Praveer N Praveer N - 1 year ago 43
Python Question

Replacing multiple strings with regex in python for a file giving truncated string

The following python code

import xml.etree.cElementTree as ET
import time
import fileinput
import re

ts = str(int(time.time()))
modifiedline =''
for line in fileinput.input("singleoutbound.xml"):
line = re.sub('OrderName=".*"','OrderName="'+ts+'"', line)
line = re.sub('OrderNo=".*"','OrderNo="'+ts+'"', line)

line = re.sub('ShipmentNo=".*"','ShipmentNo="'+ts+'"', line)

line = re.sub('TrackingNo=".*"','TrackingNo="'+ts+'"', line)

line = re.sub('WaveKey=".*"','WaveKey="'+ts+'"', line)

Returns the modifiedline string with some lines truncated wherever the first match is found

How do I ensure it returns the complete string for each line?

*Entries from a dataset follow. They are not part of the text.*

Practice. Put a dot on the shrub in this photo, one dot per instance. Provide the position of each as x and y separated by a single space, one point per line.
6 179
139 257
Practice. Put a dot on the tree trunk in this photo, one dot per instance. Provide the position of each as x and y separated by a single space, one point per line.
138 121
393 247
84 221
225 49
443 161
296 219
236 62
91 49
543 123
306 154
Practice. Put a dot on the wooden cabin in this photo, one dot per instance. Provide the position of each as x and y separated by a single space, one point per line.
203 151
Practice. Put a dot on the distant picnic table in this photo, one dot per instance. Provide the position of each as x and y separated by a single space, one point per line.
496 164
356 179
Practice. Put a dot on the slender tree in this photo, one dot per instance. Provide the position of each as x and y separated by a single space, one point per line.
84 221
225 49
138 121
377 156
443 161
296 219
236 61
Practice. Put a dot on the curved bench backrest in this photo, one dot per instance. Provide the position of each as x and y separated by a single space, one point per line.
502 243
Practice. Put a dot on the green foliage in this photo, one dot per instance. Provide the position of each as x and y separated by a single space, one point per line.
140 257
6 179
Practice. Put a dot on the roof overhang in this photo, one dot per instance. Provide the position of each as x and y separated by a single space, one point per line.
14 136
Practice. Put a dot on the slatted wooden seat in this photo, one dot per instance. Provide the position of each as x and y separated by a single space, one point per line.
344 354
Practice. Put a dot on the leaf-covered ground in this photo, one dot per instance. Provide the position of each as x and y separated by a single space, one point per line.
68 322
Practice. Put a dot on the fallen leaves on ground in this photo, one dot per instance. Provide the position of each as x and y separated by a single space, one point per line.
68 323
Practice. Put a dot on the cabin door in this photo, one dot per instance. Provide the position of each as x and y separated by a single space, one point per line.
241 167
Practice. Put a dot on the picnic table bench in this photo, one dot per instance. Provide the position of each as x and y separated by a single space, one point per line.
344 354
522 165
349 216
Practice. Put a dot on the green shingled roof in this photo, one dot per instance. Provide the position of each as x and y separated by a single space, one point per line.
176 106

I have changed the way I am solving this problem, inspired by Tomalak's answer

import xml.etree.cElementTree as ET
import time

ts = str(int(time.time()))

doc = ET.parse('singleoutbound.xml')

for elem in doc.iterfind('//*'):
if 'OrderName' in elem.attrib:
elem.attrib['OrderName'] = ts
if 'OrderNo' in elem.attrib:
elem.attrib['OrderNo'] = ts
if 'ShipmentNo' in elem.attrib:
elem.attrib['ShipmentNo'] = ts
if 'TrackingNo' in elem.attrib:
elem.attrib['TrackingNo'] = ts
if 'WaveKey' in elem.attrib:
elem.attrib['WaveKey'] = ts


Answer Source

Here is how to use ElementTree to make modifications to an XML file without accidentally breaking it:

import xml.etree.cElementTree as ET
import time

ts = str(int(time.time()))

doc = ET.parse('singleoutbound.xml')

for elem in doc.iterfind('//*[@OrderName]'):
    elem.attrib['OrderName'] = ts

# and so on


Things to understand:

  • XML represents a tree-shaped data structure that consists of elements, attributes and values, among other things. Treating it as line-based plain text fails to recognize this fact.
  • There is a language to select items from that tree of data, called XPath. It's powerful and not difficult to learn. Learn it. I've used //*[@OrderName] above to find all elements that have an OrderName attribute.
  • Trying to modify the document tree with improper tools like string replace and regular expressions will lead to more complex and hard-to-maintain code. You will encounter run-time errors for completely valid input that your regex has no special case for, character encoding issues and silent errors that are only caught when someone looks at your program's output. In other words: It's the wrong thing to do, so don't do it.
  • The above code is actually simpler and much easier to reason about and extend than your code.